“Após o apuramento dos signatários e do número total de sócios efetivos referente ao mês de abril, constatou-se que não foi alcançado o quórum de um quinto de subscritores. Por não estarem reunidas estas condições exigidas pelos estatutos do Boavista, não é legalmente possível proceder à marcação da AG extraordinária”, pode ler-se numa mensagem enviada aos associados das panteras pela MAG, à qual a agência Lusa teve acesso.
Em 23 de abril, o movimento Unidos pelo Boavista entregou na secretaria do Boavista um requerimento, com 270 assinaturas, a pedir a convocação de uma AG extraordinária, visando a destituição da direção e a nomeação de uma Comissão Administrativa para gerir o clube até novas eleições.
Quatro dias depois, numa reunião realizada no Estádio do Bessa, no Porto, a secretaria ‘axadrezada’ comunicou o número total de sócios efetivos do Boavista referentes a abril, enquanto a MAG, presidida por Miguel Lixa Barbosa, informou os mandatários dos signatários que o rácio necessário para a marcação da sessão magna extraordinária não tinha sido atingido.

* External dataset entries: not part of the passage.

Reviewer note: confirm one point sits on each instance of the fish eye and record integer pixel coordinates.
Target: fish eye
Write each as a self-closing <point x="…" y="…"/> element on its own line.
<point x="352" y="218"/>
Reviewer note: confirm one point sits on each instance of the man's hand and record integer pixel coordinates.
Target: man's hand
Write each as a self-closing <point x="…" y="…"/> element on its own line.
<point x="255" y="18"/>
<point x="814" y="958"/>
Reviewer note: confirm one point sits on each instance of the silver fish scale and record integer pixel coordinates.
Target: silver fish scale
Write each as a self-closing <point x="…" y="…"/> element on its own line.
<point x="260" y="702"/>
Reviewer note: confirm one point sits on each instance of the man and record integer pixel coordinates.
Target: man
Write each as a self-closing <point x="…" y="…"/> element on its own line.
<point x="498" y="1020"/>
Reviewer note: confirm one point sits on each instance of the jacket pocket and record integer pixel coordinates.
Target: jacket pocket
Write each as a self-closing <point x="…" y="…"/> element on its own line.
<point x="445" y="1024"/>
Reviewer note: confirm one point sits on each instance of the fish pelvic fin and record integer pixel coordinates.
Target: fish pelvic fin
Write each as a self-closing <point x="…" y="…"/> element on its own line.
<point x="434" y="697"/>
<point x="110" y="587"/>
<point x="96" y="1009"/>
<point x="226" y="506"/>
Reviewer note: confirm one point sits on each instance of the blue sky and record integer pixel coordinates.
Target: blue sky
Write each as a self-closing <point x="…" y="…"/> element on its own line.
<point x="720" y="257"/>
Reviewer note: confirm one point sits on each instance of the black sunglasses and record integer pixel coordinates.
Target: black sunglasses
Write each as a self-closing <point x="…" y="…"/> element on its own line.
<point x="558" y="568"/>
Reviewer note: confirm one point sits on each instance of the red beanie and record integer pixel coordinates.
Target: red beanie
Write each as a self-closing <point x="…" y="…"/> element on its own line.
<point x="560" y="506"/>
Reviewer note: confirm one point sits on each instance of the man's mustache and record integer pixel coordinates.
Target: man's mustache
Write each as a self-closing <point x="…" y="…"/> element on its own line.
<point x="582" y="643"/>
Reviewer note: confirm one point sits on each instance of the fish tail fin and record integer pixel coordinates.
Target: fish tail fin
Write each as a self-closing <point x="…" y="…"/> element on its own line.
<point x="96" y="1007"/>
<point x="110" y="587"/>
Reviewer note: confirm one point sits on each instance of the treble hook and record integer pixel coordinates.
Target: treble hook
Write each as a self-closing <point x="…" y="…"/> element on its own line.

“Tendo surgido algumas dúvidas sobre a forma de contagem e validação, a MAG quer clarificar que, desde o primeiro minuto, assumiu que essa responsabilidade caberia exclusivamente à secretaria. Sendo a autoridade administrativa do clube, a secretaria fez o seu trabalho de forma técnica e independente, sem qualquer participação ou interferência de sócios ou de órgãos sociais”, garantiu.
Além de agradecer à secretaria e aos funcionários do Boavista, a MAG reconheceu o “interesse, capacidade de mobilização, rigor e correção” dos signatários no processo, estando em vias de marcar uma reunião ordinária para prestar esclarecimentos aos associados e apresentar os relatórios de gestão e contas dos exercícios financeiros do Boavista em 2022, 2023 e 2024.
A iniciativa do movimento Unidos pelo Boavista surgiu dois meses depois de a administradora de insolvência das panteras, Maria Clarisse Barros, ter prescindido da coadjuvação da direção liderada por Rui Garrido Pereira na gestão da atividade do clube, passando a assegurá-la, na companhia de outra pessoa, com o acordo da comissão de credores.
O clube teve a sua liquidação aprovada em setembro de 2025, após acumular dívidas superiores a 150 milhões de euros (ME), enquanto a SAD axadrezada viu os respetivos credores votarem por unanimidade a continuação da atividade da sociedade.
Desde março, diversos ativos imobiliários do Boavista têm sido leiloados, entre os quais o Estádio do Bessa e o complexo desportivo adjacente, que estão à venda por um valor mínimo de 32,9 ME e um montante base de 37,9 ME entre 27 de abril e 20 de maio, sob intermediação da Leilosoc.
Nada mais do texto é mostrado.